Of course they do. People want comfort and AI as it is marketed is the ultimate comfort. Doesn’t change the harm it does at all, but lots of people are eager to dismiss the harm as long as their comfort is assured.
yeah exactly, I also love their ‘it produces NOTHING but GARBAGE’, as if I can’t see exactly what it’s producing every time I make a query which I do multiple times a day 🤯
You’re right, it’s just mostly garbage output. I eventually get to a moderately usable answer a lot of the time, but more often than not I have to constantly tweak the prompt or tell it to follow the goddamned system prompts I give it, and it still feeds me obvious bullshit on 1/4-1/2 of the responses.
Maybe you’re working in a common area where the AI doesn’t have to work hard to give you good outputs, but the AI is trash for the tasks I give it.

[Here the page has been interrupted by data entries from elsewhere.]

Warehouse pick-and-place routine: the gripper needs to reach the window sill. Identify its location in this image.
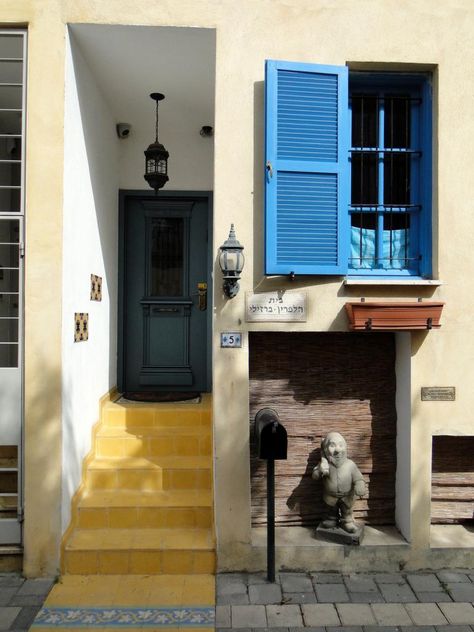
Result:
[344,277,444,287]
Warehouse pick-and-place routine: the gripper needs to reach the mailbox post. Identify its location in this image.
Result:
[255,408,288,583]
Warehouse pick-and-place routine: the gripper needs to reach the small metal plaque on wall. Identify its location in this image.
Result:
[91,274,102,301]
[245,290,307,322]
[421,386,456,402]
[74,312,89,342]
[221,331,242,349]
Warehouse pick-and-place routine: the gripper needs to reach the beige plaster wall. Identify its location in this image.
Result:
[0,0,474,574]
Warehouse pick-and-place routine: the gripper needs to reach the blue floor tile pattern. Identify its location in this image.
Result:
[31,606,215,629]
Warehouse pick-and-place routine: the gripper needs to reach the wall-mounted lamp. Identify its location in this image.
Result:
[219,224,245,298]
[144,92,169,194]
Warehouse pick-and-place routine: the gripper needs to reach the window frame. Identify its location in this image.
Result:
[264,60,433,281]
[347,70,432,280]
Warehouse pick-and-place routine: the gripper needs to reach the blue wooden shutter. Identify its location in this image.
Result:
[265,61,350,274]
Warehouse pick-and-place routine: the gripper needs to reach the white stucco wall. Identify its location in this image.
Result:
[61,29,120,531]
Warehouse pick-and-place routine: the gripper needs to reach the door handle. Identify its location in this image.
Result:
[197,282,207,312]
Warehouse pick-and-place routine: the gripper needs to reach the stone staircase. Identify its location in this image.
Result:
[62,395,215,575]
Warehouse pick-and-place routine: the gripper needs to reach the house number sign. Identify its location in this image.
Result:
[421,386,456,402]
[221,331,242,349]
[245,290,308,323]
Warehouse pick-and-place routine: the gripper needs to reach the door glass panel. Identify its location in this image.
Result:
[150,217,184,296]
[0,111,22,134]
[0,318,18,342]
[0,268,19,296]
[0,137,21,160]
[0,162,21,187]
[0,85,22,110]
[0,33,23,59]
[0,188,21,213]
[0,59,23,83]
[0,219,20,243]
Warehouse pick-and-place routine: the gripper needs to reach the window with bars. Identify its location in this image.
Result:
[349,73,430,275]
[265,61,432,278]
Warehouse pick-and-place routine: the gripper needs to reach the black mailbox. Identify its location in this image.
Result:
[255,408,288,460]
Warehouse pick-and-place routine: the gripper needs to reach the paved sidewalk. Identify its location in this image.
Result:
[216,569,474,632]
[0,573,54,632]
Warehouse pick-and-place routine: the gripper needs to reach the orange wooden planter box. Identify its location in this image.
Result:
[345,301,444,331]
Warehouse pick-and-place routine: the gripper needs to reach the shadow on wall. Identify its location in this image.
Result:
[70,32,120,386]
[23,354,61,577]
[249,332,396,526]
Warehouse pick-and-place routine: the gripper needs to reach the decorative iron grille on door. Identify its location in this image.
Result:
[0,29,26,544]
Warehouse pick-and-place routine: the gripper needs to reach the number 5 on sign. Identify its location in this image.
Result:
[221,331,242,349]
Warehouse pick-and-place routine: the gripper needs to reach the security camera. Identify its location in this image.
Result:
[115,123,132,138]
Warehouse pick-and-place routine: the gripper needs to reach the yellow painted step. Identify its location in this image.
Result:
[96,426,212,457]
[63,529,215,574]
[102,395,211,427]
[66,529,214,551]
[77,490,212,529]
[45,574,216,608]
[86,456,212,491]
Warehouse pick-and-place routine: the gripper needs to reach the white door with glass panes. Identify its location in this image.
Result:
[0,29,26,545]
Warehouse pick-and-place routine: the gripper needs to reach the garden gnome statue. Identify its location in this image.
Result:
[312,432,366,544]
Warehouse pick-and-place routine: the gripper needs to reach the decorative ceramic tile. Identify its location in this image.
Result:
[31,606,215,629]
[74,312,89,342]
[91,274,102,301]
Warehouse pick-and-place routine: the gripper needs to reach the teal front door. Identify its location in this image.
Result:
[119,193,210,391]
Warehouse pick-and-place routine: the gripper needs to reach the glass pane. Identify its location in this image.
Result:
[350,213,377,269]
[0,138,21,160]
[0,189,21,213]
[0,85,22,110]
[0,445,18,467]
[0,472,18,494]
[0,219,20,243]
[352,94,378,147]
[0,318,18,342]
[383,213,410,270]
[0,110,21,134]
[0,344,18,368]
[0,294,18,318]
[351,153,378,206]
[0,493,18,520]
[150,217,184,296]
[0,268,18,295]
[0,59,23,83]
[0,33,23,59]
[383,153,411,206]
[0,162,21,187]
[384,96,410,148]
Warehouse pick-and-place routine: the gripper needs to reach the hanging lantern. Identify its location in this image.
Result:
[144,92,169,194]
[219,224,245,298]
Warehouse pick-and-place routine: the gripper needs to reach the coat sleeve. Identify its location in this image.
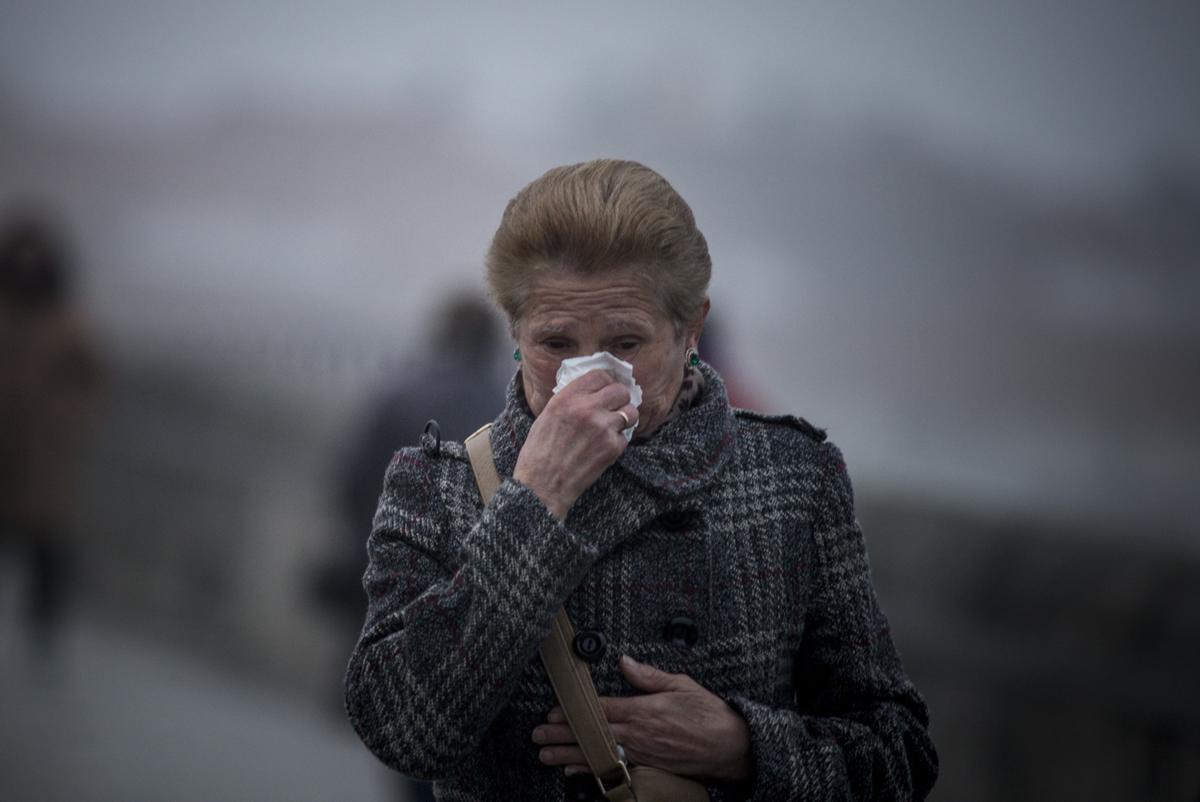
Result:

Yeah, I have deep reservations about the various AI companies, the environmental impacts of the industry, and many of the other issues that people are bringing up here. And, I have still found a few very practical uses.
My partner was fighting with their insurance company about getting reimbursed for several thousand dollars of medical expenses. After a couple of rounds of rejections I had them send me the paperwork, insurance information, and rejection letters and then asked ChatGPT what we should say to get them to reimburse us. It came up with a letter that had the right legal mumbo jumbo to convince the insurance company to agree and pay us. Yes, I could have hired a lawyer, but the legal fees would have eaten up most of the money. And I guess I could have gone to law school, gotten a specialization in insurance law, and figured it out myself. But that also would have cost more time and money.
I still think “AI” is overhyped and has a lot of ethical issues, but there are also some very practical uses.